Andrea Offredi

Personal information
- Full name: Andrea Angelo Offredi
- Date of birth: 17 February 1988 (age 37)
- Place of birth: Treviglio, Italy
- Height: 1.90 m (6 ft 3 in)
- Position(s): Goalkeeper

Team information
- Current team: AlbinoLeffe

Youth career
- AlbinoLeffe

Senior career*
- Years: Team / Apps / (Gls)
- 2008–: AlbinoLeffe / 1 / (0)
- 2008: → Merate (loan) / 12 / (0)
- 2009–2010: → Prato (loan) / 3 / (0)

= Andrea Offredi =

Italian footballer (born 1988)

Andrea Angelo Offredi (born 17 February 1988) is an Italian footballer.

==Biography==
Born in Treviglio, the Province of Bergamo, Offredi started his career with AlbinoLeffe. In 2007–08 season, he was offered no.17 shirt of the first team. in January 2008, he left Primavera under-20 team of AlbinoLeffe and joined Serie D side Merate.
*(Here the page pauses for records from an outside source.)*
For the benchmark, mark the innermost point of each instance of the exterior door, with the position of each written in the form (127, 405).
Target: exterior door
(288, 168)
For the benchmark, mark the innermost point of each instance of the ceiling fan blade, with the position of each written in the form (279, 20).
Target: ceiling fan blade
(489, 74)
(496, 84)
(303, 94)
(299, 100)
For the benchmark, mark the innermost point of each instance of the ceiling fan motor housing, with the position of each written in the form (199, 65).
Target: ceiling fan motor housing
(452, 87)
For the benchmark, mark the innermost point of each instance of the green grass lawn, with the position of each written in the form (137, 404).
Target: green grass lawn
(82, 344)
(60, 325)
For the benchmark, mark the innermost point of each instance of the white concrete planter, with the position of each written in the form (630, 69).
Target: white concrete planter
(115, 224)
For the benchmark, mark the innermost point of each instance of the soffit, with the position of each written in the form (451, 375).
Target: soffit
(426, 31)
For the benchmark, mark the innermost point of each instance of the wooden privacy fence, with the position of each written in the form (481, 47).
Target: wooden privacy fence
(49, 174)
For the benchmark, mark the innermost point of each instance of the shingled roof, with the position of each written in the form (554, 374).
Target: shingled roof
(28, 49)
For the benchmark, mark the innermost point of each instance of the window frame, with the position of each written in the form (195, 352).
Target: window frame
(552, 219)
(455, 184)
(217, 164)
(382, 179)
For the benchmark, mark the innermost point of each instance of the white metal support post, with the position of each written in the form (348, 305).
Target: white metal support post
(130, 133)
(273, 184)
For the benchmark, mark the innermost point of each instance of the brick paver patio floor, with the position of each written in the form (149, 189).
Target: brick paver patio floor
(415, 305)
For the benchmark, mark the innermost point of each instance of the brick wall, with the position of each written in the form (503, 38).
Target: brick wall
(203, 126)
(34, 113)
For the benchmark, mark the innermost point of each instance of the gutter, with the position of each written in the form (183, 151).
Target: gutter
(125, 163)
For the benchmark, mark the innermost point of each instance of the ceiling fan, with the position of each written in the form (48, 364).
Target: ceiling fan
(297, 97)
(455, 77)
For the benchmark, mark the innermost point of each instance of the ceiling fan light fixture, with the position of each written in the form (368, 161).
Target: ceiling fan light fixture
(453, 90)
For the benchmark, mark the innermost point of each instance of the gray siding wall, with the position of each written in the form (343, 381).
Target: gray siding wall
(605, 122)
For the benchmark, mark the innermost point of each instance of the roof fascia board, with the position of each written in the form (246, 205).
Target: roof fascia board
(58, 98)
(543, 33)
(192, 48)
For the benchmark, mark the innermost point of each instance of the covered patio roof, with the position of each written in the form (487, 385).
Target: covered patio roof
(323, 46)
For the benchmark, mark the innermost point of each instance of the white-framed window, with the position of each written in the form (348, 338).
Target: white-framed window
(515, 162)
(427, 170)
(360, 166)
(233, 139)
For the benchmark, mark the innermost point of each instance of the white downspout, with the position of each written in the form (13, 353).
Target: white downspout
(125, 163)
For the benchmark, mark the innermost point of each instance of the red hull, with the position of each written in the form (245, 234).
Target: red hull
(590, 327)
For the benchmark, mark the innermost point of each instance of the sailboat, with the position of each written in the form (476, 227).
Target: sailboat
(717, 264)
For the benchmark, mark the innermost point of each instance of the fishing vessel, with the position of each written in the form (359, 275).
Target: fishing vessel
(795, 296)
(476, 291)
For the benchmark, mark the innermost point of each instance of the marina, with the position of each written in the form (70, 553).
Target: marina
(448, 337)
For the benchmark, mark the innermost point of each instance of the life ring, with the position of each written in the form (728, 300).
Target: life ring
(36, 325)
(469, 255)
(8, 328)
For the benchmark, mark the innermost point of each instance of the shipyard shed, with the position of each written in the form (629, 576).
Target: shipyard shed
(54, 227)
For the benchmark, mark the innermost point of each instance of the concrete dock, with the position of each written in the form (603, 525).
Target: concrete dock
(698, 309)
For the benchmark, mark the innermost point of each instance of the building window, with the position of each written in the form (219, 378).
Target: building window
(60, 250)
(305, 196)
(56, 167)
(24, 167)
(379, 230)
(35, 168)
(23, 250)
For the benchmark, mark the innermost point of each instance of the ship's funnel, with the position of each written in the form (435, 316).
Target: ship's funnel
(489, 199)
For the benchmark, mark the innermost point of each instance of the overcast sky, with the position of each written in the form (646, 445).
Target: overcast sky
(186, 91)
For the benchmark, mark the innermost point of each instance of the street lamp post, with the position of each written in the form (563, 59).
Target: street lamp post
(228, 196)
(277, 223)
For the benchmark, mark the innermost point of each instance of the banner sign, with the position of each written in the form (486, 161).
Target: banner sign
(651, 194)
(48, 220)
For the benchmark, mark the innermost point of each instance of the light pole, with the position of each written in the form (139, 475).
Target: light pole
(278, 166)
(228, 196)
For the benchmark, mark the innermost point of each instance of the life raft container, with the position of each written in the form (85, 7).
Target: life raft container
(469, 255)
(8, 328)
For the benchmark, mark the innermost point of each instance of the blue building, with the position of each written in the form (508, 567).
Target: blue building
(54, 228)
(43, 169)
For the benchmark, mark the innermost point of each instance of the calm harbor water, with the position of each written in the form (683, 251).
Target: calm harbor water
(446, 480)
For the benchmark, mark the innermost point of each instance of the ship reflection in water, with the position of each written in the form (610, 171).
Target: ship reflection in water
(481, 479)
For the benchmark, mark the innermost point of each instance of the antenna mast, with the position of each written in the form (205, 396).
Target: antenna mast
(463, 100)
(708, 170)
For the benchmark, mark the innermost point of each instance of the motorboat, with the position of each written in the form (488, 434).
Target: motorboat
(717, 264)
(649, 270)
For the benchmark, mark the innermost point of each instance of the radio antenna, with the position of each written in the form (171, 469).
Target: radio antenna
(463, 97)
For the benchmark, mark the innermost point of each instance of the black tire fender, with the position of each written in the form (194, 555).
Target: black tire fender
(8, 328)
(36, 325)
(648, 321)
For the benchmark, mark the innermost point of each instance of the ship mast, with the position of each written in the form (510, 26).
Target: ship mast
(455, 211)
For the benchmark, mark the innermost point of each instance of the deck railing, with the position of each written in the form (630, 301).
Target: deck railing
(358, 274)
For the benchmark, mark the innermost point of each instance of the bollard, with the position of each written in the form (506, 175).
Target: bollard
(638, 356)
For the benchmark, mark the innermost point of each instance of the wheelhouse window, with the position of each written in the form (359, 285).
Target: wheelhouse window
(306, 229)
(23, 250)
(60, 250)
In 2008–09 season, he changed to no.88 shirt and was the 4th keeper behind Antonio Narciso, Achille Coser and Saulo. He made his Serie B debut on 30 May 2009, the last round of the league, replaced Coser at half–time. AlbinoLeffe lead 1–0 at half–time but eventually lost to Ancona 3–4.

At the start of 2009–10 season, AlbinoLeffe either released or loaned all the keepers, and signed 4 new keeper to replace them (including Daniel Offredi, which A.Offredi moved to Lega Pro 2nd Divisione side Prato along with Alessandro Salvi.

Offredi received a call-up from Italy under-21 Serie B representative team along with Nicola Madonna on 4 October 2007, which they attended the training camp.